Sólo entonces Takako se separó de Tamaki, esbozando una sonrisa de circunstancias al comprender que había llevado su exageración demasiado lejos. Haruhi terminó por suspirar y darse la media vuelta... ¿qué había querido pretender su compañera de piso con todo aquello?

---Fin de Flashback---


-Todo un espectáculo, desde luego...-llegando por fin al apartamento, Haruhi abrió la puerta con las llaves y las dejó a un lado en un mueble que tenían dispuesto para ello, quitándose los zapatos antes de entrar-. Me pregunto si de verdad todos los de Osaka os tenéis que hacer notar así...

-Vamos, Haruhi, compréndeme... ¡un día es un día!-Takako, detrás de ella, se quitaba los zapatos también y entró al apartamento, cerrando la puerta tras de ella y disponiendo sus zapatos debajo de los de su compañera-. Me hacía mucha ilusión poder estar en el Host Club, y es toda una oportunidad poder hablar con su presidente a solas... ¿no estarás celosa?-empezó a esbozar una sonrisita maliciosa, mirando hacia la chica. Ésta dio un bufido.

-¿Y por qué iba a estar celosa de ti? Veo a Tamaki todos los días que tengo que estar con el Host Club... no te envidio en absoluto.

-Ya, bueno... pero parece que estés molesta porque os interrumpí algo...-Takako miró a Haruhi por encima de sus gafas de forma inquisitiva. A ésta le dio un escalofrío. ¿Por qué de repente aquella chica que hasta ahora se había mostrado tan despreocupada como Tamaki... se parecía tanto a Kyouya con ese gesto?

-No interrumpiste nada-empezó a ponerse incómoda-. Yo ya me iba cuando tú viniste a asignarle.

-Pero Tamaki-senpai estaba a punto de decirte algo que parecía importante...

-No creo que lo sea tanto. Seguramente querría darme las gracias o algo, porque le dije que había acertado con la fiesta de reapertura...

-¿Y si era otra cosa¿De verdad... no te interesa saberlo? Puedo preguntarlo por ti mañana, si quieres...-la sonrisa de la más mayor se acentuó un poco más, y se acercó hacia ella, subiendose las gafas. Haruhi hizo una mueca. Demonios... ¡ahora es la version femenina de Kyouya-senpai!

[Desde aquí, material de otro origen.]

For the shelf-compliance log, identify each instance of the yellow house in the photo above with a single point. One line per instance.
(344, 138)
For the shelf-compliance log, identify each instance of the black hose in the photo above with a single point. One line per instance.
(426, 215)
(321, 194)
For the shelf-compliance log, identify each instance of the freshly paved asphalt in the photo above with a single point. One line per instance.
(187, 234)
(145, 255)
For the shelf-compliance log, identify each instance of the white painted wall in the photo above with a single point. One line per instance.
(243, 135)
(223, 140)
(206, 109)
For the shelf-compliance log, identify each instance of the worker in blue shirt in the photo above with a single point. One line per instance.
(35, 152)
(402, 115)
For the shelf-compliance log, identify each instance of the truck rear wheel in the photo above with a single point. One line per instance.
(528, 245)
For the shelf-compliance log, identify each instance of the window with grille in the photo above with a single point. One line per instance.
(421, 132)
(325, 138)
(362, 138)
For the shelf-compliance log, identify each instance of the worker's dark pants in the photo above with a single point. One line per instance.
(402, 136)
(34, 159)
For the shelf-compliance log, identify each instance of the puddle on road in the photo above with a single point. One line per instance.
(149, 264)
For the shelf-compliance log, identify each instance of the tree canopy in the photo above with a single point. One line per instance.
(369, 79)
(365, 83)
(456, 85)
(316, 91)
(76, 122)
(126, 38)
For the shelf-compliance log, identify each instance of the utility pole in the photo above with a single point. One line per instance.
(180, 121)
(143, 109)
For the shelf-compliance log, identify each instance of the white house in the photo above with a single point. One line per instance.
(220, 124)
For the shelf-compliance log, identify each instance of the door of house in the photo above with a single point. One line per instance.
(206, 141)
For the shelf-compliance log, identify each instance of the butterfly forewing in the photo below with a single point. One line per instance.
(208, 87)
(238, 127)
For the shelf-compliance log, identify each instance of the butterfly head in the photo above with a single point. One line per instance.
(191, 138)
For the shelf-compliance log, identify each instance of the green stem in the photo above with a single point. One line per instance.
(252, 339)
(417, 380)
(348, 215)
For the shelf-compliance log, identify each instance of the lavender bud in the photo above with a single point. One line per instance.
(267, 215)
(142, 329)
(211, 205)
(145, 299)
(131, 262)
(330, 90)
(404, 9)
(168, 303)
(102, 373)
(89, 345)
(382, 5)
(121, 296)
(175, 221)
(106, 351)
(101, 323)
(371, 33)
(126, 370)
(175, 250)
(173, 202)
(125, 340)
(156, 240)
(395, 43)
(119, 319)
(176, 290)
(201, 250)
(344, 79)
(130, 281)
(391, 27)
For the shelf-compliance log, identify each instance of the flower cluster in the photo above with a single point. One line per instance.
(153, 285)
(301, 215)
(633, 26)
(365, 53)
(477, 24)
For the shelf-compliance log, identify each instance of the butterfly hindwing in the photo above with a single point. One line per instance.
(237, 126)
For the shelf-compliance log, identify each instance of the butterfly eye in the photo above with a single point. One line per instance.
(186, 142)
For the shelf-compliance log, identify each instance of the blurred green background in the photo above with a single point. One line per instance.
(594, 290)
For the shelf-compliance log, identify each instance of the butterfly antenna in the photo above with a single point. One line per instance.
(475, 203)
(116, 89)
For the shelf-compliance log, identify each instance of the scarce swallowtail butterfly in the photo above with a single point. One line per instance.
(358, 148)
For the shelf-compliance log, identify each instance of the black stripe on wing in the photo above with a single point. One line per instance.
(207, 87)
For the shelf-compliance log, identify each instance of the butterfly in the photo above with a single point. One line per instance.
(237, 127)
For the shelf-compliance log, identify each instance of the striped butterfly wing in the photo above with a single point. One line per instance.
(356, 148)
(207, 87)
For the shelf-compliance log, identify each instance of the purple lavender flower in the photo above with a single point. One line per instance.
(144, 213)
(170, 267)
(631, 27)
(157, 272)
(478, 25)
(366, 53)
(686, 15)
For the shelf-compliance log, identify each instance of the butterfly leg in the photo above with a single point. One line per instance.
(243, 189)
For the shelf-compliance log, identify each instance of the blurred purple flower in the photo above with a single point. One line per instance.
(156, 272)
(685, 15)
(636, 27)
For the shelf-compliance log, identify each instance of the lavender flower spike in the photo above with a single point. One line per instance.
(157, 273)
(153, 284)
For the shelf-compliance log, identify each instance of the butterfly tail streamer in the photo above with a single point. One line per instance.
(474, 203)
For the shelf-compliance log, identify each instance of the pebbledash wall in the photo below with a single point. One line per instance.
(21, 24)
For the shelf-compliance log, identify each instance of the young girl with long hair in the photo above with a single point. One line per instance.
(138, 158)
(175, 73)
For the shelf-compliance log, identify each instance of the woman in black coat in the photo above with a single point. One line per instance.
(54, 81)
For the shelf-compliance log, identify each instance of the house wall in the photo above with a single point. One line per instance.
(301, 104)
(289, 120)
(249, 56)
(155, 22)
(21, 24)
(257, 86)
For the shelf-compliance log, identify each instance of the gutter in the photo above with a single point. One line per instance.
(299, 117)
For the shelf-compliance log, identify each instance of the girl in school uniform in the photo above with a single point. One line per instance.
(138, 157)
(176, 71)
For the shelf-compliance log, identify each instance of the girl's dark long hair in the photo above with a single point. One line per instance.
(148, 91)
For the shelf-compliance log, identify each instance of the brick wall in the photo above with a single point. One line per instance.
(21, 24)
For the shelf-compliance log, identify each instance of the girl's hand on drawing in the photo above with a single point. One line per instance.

-No... no me interesa. Me da lo mismo-tratando de mantener la compostura, la chica Host se dio la media vuelta y se dirigió al dormitorio de ambas-. Creo que me voy a dormir. Estoy muy cansada...-Y tampoco estoy ahora para un interrogatorio... suficiente tengo con Kyouya para soportar a su clon femenino en casa...

-Oh... bueno, está bien. Yo me quedaré viendo la tele y me acostaré después; tengo que estar fresca para cuando Tamaki-senpai venga a recogerme mañana por la mañana.-Aunque volvió a sonreír de forma entusiasta, aún le quedaba una reminiscencia de aquella malicia en ella-. ¡Buenas noches, Haruhi-kun¡Que duermas bien!

-Buenas noches...-contestó ella, sin volverse, metiéndose en el cuarto de ambas y cerrando la puerta. Takako se quedó mirando un rato la puerta cerrada antes de irse al sofá a ver la televisión. Todo ésto lo estoy haciendo por ti, Haruhi...pensó, mientras caminaba. Es la única forma de averiguar cuáles son los verdaderos sentimientos de Tamaki-senpai hacia ti. Al final, me lo agradecerás.


Al día siguiente, llamaron a la puerta un poco antes de lo previsto. Takako, que se había levantado pronto y estaba a medio arreglar, se volvió hacia la puerta nerviosa. ¿Tamaki solía ser así de puntual?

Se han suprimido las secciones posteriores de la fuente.